El PARLACEN bajo fuego
Cuando el Presidente de Guatemala, Alfonso Portillo, anunció en conferencia de prensa, el jueves de la semana pasada, que había acordado con los presidentes de El Salvador y de Panamá la disolución del Parlamento Centroamericano (PARLACEN), causó gran alarma e indignación entre los diputados de ese organismo regional. Pocas horas después el mandatario guatemalteco fue desmentido por el Presidente de El Salvador, Francisco Flores.
Portillo manifestó que el PARLACEN le ocasiona “gastos excesivos” a todos los países de la región y que “ya se demostró que no es funcional”. El presidente guatemalteco no está alejado de la verdad. Se trata de un organismo regional burocrático sumamente costoso, que no aporta mayor cosa al proceso de integración centroamericana.
La unión de los países del istmo es una vieja aspiración que siempre ha estado presente en el ánimo centroamericano. A esos sentimientos se suma ahora el acicate de la globalización, habiendo quienes hasta opinan –como el ex vicepresidente de Guatemala y principal forjador de la idea del PARLACEN, Roberto Carpio Nicolle–, que “sin la creación de la Nación Centroamericana, ningún país ni gobierno tendrá éxito”. Tal afirmación es cuestionable, pero no se puede negar que la ansiada unión bien podría traer grandes beneficios a nuestras naciones.

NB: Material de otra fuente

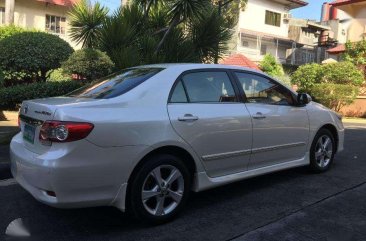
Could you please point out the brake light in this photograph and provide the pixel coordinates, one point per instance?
(63, 131)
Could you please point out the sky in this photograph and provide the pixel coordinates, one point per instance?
(311, 11)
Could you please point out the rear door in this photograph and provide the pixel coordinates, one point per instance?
(280, 128)
(205, 112)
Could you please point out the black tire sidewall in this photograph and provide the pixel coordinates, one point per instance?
(135, 199)
(313, 164)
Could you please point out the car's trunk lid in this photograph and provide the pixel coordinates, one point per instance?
(34, 113)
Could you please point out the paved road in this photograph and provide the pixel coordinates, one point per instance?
(289, 205)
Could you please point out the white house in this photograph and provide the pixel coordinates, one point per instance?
(45, 15)
(263, 29)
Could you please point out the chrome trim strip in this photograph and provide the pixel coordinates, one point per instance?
(225, 155)
(246, 152)
(272, 148)
(30, 120)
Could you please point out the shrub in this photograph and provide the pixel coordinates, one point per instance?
(334, 96)
(333, 85)
(90, 64)
(12, 97)
(59, 75)
(33, 53)
(2, 76)
(9, 30)
(270, 66)
(338, 73)
(306, 76)
(341, 73)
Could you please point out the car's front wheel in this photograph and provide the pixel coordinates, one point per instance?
(159, 190)
(322, 151)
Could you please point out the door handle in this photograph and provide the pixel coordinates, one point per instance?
(259, 115)
(188, 117)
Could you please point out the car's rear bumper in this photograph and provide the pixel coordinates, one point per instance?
(74, 177)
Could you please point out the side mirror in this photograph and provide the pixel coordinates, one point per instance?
(303, 99)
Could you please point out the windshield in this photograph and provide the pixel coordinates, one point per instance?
(115, 84)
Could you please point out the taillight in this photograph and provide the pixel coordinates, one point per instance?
(64, 131)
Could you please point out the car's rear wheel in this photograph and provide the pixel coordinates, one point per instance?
(322, 151)
(159, 190)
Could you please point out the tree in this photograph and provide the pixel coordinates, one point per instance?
(33, 53)
(230, 9)
(130, 39)
(209, 36)
(270, 66)
(306, 76)
(333, 85)
(356, 52)
(89, 64)
(181, 10)
(86, 21)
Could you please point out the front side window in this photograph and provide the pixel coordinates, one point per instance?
(204, 87)
(55, 24)
(273, 18)
(116, 84)
(264, 91)
(2, 16)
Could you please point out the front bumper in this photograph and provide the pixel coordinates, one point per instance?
(80, 174)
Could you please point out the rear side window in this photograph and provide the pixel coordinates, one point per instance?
(116, 84)
(204, 87)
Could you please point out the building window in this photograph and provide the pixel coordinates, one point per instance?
(55, 24)
(2, 16)
(273, 18)
(244, 43)
(263, 49)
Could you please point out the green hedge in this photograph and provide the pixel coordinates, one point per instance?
(334, 96)
(12, 97)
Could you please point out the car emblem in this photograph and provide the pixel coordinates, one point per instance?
(25, 110)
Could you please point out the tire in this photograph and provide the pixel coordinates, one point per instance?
(157, 200)
(322, 151)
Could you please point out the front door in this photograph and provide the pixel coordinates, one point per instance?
(280, 129)
(205, 112)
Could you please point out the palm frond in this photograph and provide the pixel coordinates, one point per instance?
(86, 21)
(209, 35)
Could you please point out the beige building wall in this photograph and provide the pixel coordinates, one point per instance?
(31, 14)
(253, 18)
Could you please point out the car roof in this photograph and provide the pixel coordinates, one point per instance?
(192, 66)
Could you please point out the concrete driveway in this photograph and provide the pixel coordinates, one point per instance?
(288, 205)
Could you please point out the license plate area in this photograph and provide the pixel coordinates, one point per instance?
(29, 133)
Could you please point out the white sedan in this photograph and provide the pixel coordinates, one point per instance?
(143, 138)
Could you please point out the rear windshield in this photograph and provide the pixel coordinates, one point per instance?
(115, 84)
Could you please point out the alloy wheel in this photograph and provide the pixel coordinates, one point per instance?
(162, 190)
(323, 151)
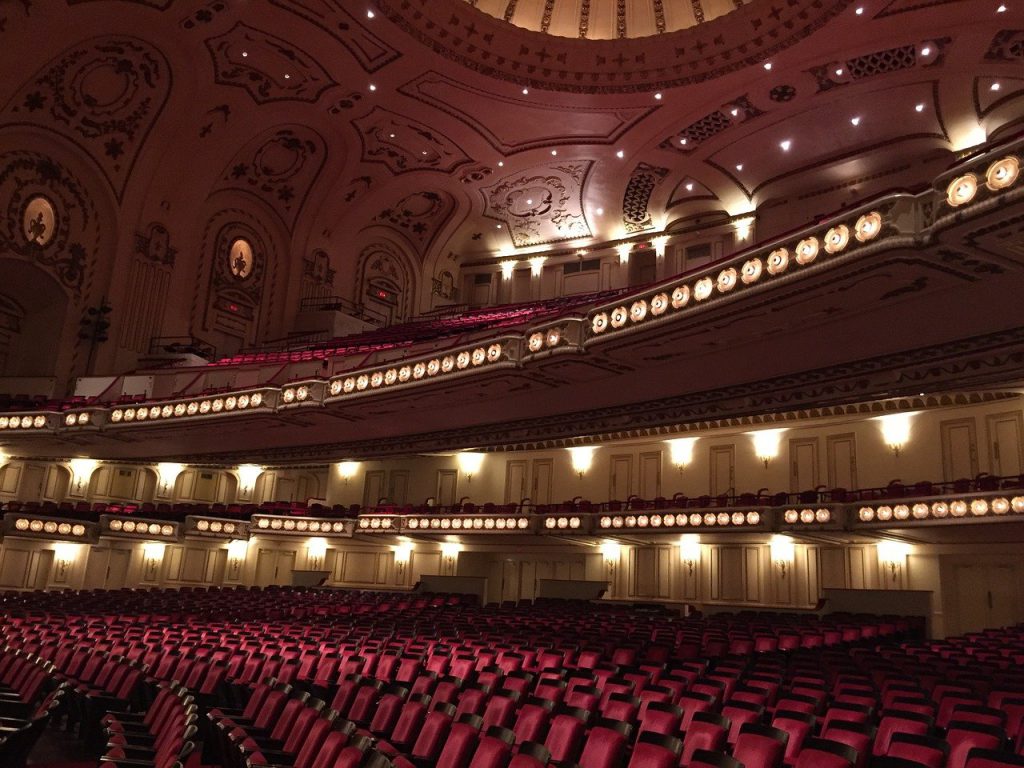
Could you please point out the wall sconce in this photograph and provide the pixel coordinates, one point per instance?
(153, 555)
(782, 551)
(892, 556)
(681, 452)
(583, 458)
(689, 551)
(469, 463)
(315, 553)
(766, 443)
(238, 549)
(450, 556)
(64, 556)
(248, 474)
(167, 474)
(896, 430)
(347, 470)
(743, 227)
(402, 554)
(82, 470)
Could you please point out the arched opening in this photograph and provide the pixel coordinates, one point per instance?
(33, 312)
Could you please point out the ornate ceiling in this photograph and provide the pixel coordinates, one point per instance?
(604, 19)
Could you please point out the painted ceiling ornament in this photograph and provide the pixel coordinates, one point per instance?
(542, 205)
(39, 221)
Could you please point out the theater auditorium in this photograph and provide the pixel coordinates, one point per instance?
(511, 383)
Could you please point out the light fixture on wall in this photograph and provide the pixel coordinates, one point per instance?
(81, 470)
(167, 474)
(689, 551)
(248, 474)
(315, 553)
(896, 430)
(766, 442)
(892, 556)
(347, 470)
(238, 549)
(782, 551)
(450, 556)
(469, 463)
(64, 557)
(153, 556)
(583, 458)
(681, 452)
(402, 554)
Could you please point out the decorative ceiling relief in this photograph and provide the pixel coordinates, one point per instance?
(642, 182)
(280, 168)
(403, 144)
(367, 48)
(460, 32)
(104, 94)
(537, 124)
(49, 217)
(155, 245)
(542, 205)
(419, 216)
(268, 68)
(738, 111)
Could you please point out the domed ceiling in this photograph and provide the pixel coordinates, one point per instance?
(601, 19)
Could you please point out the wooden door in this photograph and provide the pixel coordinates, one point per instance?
(397, 492)
(650, 474)
(515, 481)
(621, 477)
(842, 450)
(723, 469)
(448, 486)
(960, 449)
(541, 486)
(1005, 451)
(373, 487)
(803, 464)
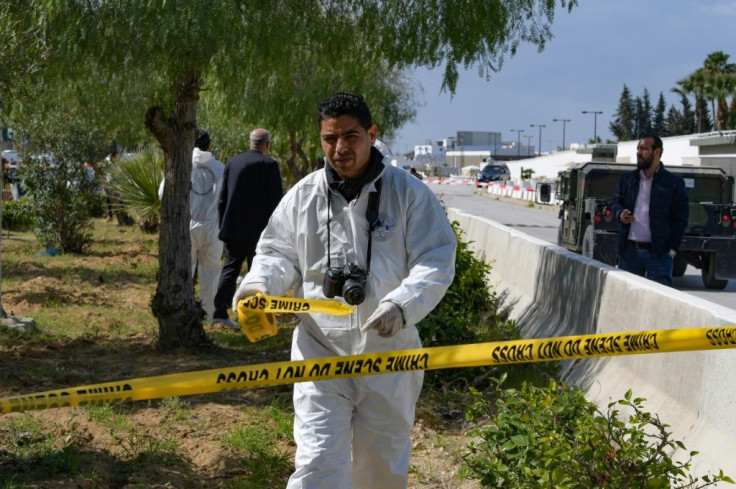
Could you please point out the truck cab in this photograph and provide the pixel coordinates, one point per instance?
(589, 227)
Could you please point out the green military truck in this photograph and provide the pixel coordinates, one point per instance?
(588, 226)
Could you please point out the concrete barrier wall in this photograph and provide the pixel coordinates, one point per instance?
(553, 292)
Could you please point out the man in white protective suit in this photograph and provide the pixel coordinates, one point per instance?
(320, 242)
(206, 251)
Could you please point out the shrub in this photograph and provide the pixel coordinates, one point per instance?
(542, 437)
(135, 181)
(59, 180)
(457, 318)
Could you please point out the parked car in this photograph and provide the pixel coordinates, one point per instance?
(493, 172)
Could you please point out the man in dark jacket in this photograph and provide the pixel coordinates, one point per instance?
(652, 205)
(250, 192)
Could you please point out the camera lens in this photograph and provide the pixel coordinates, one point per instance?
(353, 292)
(332, 283)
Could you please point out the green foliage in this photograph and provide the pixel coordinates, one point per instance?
(135, 181)
(259, 445)
(18, 214)
(542, 437)
(60, 179)
(468, 301)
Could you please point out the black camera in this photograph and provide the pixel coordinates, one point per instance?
(348, 283)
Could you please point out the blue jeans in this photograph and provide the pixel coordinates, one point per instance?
(645, 263)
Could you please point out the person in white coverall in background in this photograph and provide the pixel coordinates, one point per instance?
(206, 251)
(355, 432)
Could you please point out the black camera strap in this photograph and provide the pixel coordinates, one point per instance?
(371, 214)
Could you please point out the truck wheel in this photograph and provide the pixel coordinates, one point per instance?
(679, 265)
(709, 274)
(588, 242)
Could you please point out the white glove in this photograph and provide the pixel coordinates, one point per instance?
(246, 289)
(387, 320)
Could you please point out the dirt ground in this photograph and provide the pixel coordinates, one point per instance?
(151, 444)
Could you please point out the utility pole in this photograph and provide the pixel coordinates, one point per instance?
(540, 126)
(563, 130)
(518, 142)
(595, 120)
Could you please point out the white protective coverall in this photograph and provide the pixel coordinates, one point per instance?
(203, 227)
(355, 432)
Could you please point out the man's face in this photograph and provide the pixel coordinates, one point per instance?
(347, 145)
(645, 154)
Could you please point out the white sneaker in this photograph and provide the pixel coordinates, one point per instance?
(226, 322)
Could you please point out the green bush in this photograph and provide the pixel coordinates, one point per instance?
(552, 437)
(59, 181)
(134, 181)
(468, 302)
(18, 214)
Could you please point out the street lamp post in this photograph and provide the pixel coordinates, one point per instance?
(595, 120)
(563, 130)
(518, 141)
(540, 126)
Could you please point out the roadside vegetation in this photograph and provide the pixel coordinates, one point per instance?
(512, 426)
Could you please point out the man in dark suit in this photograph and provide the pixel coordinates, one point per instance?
(251, 190)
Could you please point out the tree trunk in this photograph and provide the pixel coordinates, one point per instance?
(179, 315)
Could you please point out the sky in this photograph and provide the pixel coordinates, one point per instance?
(597, 48)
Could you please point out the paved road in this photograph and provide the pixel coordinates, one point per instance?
(541, 222)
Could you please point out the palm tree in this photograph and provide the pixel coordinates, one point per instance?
(717, 73)
(695, 84)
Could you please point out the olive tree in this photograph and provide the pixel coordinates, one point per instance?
(152, 61)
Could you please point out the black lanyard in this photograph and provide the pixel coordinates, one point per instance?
(371, 214)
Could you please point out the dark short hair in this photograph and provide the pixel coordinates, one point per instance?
(203, 140)
(657, 140)
(345, 103)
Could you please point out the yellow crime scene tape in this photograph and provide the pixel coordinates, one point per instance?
(473, 355)
(255, 312)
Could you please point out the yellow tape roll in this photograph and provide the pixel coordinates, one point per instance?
(255, 312)
(475, 355)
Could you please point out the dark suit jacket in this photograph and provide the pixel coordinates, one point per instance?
(251, 189)
(668, 208)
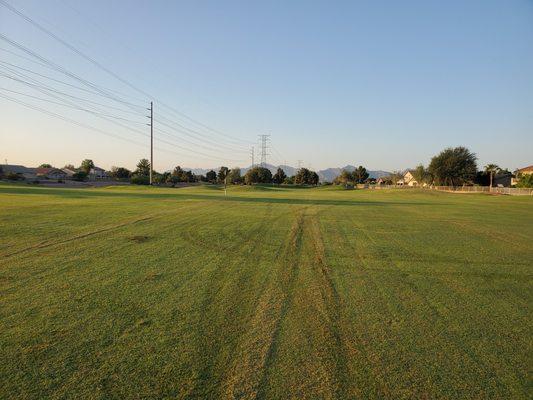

El PARLACEN nació como consecuencia de los “Acuerdos de Esquipulas I” suscritos en Guatemala en mayo de 1986. En octubre de 1987 se suscribió su Tratado Constitutivo, y el 28 de octubre de 1991 quedó oficialmente instalado. Está integrado por todos los países centroamericanos, a excepción de Costa Rica y Belice. También participa en él la República Dominicana. Su sede es la ciudad de Guatemala y su presidente actual es el nicaragüense José Ernesto Somarriba. Cada país está representado por 20 diputados titulares y 20 suplentes que son elegidos en sufragio directo. Los dominicanos participan con 20 parlamentarios designados. También forman parte del PARLACEN en calidad de diputados los presidentes y vicepresidentes de las naciones miembros, una vez que concluyen sus períodos de gobierno y gozan de los mismos derechos e inmunidades que tienen los diputados electos.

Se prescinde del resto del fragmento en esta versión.